7. The method as described in claim 6, characterized in that, The loss function value is the sum of the target center point position loss function value, the intra-frame target box offset position loss function value, the target box size loss function value, and the inter-frame target box displacement prediction loss function value; in, The target center point location loss function value is calculated using the focus loss function. The intra-frame target box offset position loss function value is calculated using the first mean absolute error loss function. The target bounding box size loss function value is calculated using the second mean absolute error loss function. The inter-frame target box displacement prediction loss function value is calculated using the third mean absolute error loss function.

8. The method as described in claim 5, characterized in that, The normalization process for the decomposed eigenvalues ​​in the decomposed feature matrix includes: For any eigenvalue in the decomposition characteristic matrix: Calculate the first difference between the decomposed eigenvalue and the smallest decomposed eigenvalue in the decomposed eigenma matrix. Calculate the second difference between the largest and smallest eigenvalues ​​in the decomposed feature matrix. Calculate the ratio between the first difference and the second difference to obtain the normalized result of the decomposed eigenvalue.

9. The method as described in claim 5, characterized in that, The determination of the weights for each normalized eigenvalue includes: For any normalized eigenvalue: The weight of the exponential function value of the normalized eigenvalue is obtained by calculating the ratio between the exponential function value of the normalized eigenvalue and the sum of the exponential function values ​​of each normalized eigenvalue in the decomposed eigenvalue matrix. The step of obtaining the information entropy of the convolutional layer using the weights of each normalized feature value includes: The weights of the exponential function value for any normalized eigenvalue of this convolutional layer. Calculate the self-information of the weights of the exponential function value of the normalized eigenvalue. The average value of the self-information is calculated by taking the exponential function value of all normalized feature values ​​of the convolutional layer as random variables; Obtain the information entropy of the convolutional layer.
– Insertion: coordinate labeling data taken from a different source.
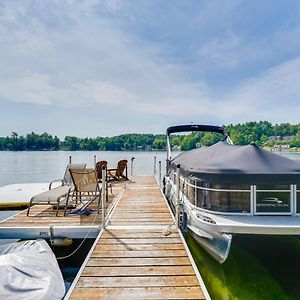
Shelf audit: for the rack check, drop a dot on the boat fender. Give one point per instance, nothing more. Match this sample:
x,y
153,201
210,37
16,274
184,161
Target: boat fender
x,y
62,242
183,222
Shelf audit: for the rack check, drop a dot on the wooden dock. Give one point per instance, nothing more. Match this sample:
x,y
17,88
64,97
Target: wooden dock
x,y
132,259
42,222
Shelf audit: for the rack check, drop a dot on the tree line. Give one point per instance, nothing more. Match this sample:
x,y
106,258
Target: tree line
x,y
262,133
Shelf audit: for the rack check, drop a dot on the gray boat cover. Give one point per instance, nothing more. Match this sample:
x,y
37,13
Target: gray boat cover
x,y
233,164
29,270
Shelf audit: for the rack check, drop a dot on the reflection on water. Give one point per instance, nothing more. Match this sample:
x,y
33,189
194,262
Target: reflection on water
x,y
258,267
45,166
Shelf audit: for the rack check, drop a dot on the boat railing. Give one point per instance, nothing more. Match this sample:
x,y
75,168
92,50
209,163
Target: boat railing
x,y
261,200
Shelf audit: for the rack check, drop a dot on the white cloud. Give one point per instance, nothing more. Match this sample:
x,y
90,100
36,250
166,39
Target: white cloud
x,y
75,54
273,96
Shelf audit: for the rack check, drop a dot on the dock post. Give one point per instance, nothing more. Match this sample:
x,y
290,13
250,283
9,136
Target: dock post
x,y
178,193
103,196
131,166
159,173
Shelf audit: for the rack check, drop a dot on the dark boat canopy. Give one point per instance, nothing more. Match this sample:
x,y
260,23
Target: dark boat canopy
x,y
192,127
231,164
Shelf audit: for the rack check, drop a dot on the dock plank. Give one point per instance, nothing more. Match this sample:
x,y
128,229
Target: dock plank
x,y
133,259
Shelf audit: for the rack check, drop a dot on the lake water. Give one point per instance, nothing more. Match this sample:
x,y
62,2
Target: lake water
x,y
45,166
258,267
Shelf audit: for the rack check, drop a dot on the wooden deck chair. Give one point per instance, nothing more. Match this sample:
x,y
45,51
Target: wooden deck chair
x,y
54,196
118,173
86,189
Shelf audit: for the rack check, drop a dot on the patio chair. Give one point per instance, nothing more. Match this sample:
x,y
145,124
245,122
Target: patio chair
x,y
118,173
54,196
86,189
98,167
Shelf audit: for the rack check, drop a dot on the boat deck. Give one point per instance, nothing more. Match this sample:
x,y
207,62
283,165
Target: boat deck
x,y
132,259
42,222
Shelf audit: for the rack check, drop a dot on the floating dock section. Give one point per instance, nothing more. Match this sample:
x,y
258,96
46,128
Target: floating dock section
x,y
133,259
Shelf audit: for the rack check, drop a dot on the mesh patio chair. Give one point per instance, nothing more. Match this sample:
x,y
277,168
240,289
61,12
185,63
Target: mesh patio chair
x,y
54,196
118,173
86,189
98,167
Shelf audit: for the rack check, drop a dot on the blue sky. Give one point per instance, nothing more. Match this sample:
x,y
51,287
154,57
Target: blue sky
x,y
101,68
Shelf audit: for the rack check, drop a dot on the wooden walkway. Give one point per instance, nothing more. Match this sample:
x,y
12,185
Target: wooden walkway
x,y
132,259
42,217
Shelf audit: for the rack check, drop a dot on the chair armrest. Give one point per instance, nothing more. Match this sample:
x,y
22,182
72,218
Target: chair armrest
x,y
56,180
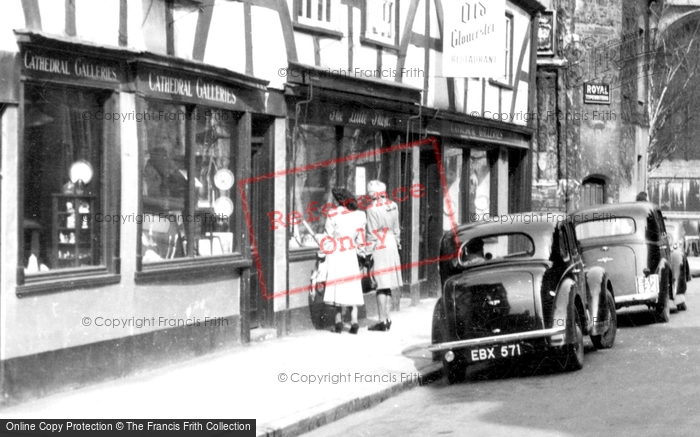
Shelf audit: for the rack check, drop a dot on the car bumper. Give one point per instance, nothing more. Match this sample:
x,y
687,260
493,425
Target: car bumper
x,y
636,299
485,341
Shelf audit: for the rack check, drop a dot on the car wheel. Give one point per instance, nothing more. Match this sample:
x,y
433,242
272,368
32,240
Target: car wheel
x,y
606,340
455,371
662,312
573,358
438,329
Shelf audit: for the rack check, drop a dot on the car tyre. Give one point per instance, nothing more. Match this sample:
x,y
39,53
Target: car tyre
x,y
573,357
662,312
606,340
455,371
438,328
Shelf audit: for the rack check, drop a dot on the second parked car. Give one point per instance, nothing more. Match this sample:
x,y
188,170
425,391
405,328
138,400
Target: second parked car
x,y
630,241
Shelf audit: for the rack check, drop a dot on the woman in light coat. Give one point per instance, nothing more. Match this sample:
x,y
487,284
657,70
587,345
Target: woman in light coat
x,y
384,231
342,246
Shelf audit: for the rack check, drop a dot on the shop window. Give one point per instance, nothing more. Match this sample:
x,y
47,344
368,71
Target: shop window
x,y
380,20
314,144
592,192
453,176
65,143
312,187
187,183
318,13
479,184
508,51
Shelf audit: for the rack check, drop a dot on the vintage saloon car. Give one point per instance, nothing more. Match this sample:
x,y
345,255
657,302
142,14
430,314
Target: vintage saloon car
x,y
509,289
629,240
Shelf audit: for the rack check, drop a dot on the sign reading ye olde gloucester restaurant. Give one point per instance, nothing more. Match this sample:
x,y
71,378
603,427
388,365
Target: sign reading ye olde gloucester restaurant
x,y
472,30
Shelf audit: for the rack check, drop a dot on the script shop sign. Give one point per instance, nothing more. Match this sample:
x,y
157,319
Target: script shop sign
x,y
474,43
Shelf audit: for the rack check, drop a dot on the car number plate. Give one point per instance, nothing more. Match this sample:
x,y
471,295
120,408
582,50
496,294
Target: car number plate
x,y
494,352
648,284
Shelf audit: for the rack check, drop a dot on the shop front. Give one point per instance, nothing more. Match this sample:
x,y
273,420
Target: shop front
x,y
485,166
125,246
354,131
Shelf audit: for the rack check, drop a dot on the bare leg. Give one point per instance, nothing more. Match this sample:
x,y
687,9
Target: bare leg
x,y
382,305
339,315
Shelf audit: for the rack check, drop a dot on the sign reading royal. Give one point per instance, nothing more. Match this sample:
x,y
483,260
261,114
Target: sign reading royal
x,y
474,44
596,93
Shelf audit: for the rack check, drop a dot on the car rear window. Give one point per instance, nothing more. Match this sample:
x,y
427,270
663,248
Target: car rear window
x,y
608,227
496,247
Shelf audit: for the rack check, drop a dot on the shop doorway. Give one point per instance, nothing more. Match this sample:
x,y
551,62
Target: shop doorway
x,y
430,224
260,201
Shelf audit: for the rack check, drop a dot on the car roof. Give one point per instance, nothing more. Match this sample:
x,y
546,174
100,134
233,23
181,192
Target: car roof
x,y
525,222
635,210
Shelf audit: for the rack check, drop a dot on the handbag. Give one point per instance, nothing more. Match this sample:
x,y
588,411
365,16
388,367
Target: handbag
x,y
319,277
369,282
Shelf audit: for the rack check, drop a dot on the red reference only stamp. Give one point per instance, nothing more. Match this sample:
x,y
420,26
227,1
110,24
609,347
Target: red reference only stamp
x,y
313,211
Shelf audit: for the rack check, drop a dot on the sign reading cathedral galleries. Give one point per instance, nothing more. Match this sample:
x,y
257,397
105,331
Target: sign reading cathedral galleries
x,y
474,41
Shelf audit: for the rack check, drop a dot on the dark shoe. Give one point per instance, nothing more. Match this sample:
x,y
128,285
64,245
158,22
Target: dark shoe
x,y
381,326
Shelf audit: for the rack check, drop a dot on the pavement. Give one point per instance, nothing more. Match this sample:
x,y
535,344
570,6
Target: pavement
x,y
290,385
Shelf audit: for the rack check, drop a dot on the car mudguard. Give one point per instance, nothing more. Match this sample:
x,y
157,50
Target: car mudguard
x,y
596,283
563,313
665,272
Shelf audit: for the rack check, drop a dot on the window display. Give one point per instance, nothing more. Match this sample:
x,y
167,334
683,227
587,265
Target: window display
x,y
63,177
183,218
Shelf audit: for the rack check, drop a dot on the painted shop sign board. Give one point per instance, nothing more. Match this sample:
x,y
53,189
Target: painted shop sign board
x,y
596,93
58,65
472,30
196,88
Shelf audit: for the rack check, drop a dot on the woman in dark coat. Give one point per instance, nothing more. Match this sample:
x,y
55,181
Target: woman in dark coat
x,y
384,231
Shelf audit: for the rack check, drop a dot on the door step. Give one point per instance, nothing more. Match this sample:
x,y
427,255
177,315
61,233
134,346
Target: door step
x,y
262,334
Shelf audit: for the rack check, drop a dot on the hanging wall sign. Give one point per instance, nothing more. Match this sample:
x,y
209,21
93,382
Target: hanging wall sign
x,y
474,43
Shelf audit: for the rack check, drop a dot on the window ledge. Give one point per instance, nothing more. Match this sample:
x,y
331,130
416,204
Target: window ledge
x,y
319,31
501,84
303,254
57,282
177,270
365,40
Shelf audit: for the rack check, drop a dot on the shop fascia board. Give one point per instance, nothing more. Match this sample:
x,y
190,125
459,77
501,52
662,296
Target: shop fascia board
x,y
376,88
60,43
462,118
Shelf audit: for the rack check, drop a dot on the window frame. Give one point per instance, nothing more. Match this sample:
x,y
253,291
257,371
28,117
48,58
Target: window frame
x,y
507,80
108,272
372,39
329,28
179,268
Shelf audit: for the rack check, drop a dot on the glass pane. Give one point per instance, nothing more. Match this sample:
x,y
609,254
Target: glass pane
x,y
479,183
360,171
164,183
312,188
62,178
453,177
214,183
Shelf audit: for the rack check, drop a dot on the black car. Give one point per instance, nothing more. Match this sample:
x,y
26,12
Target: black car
x,y
630,242
511,289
10. A target detection and tracking device based on a pruned neural network model, characterized in that, The device includes: The image acquisition module is used to acquire continuous images to be detected, and from the continuous images to be detected, to acquire the current image frame, the previous image frame, and a heatmap of the target to be detected in the previous image frame, wherein the heatmap is used to characterize the center point location information of the target to be detected. The neural network model module is used to process the acquired current image frame, previous image frame, and heatmap using a trained pruned neural network model. It obtains the target center point position, intra-frame target box offset position, target box size, and inter-frame target box displacement prediction from the output of the trained pruned neural network model. The association module is used to determine the target detection and tracking results based on the target center point position in each current image frame, the target box offset position within the frame, the target box size, and the target box displacement prediction between frames; in, The pruned neural network model is obtained in the following manner: For an incompletely trained neural network model with at least one convolutional layer, filter pruning is performed on the filters in each convolutional layer according to the pruning rate configured by the information entropy corresponding to each convolutional layer. Here, information entropy is used to characterize the importance of the filters in the convolutional layer.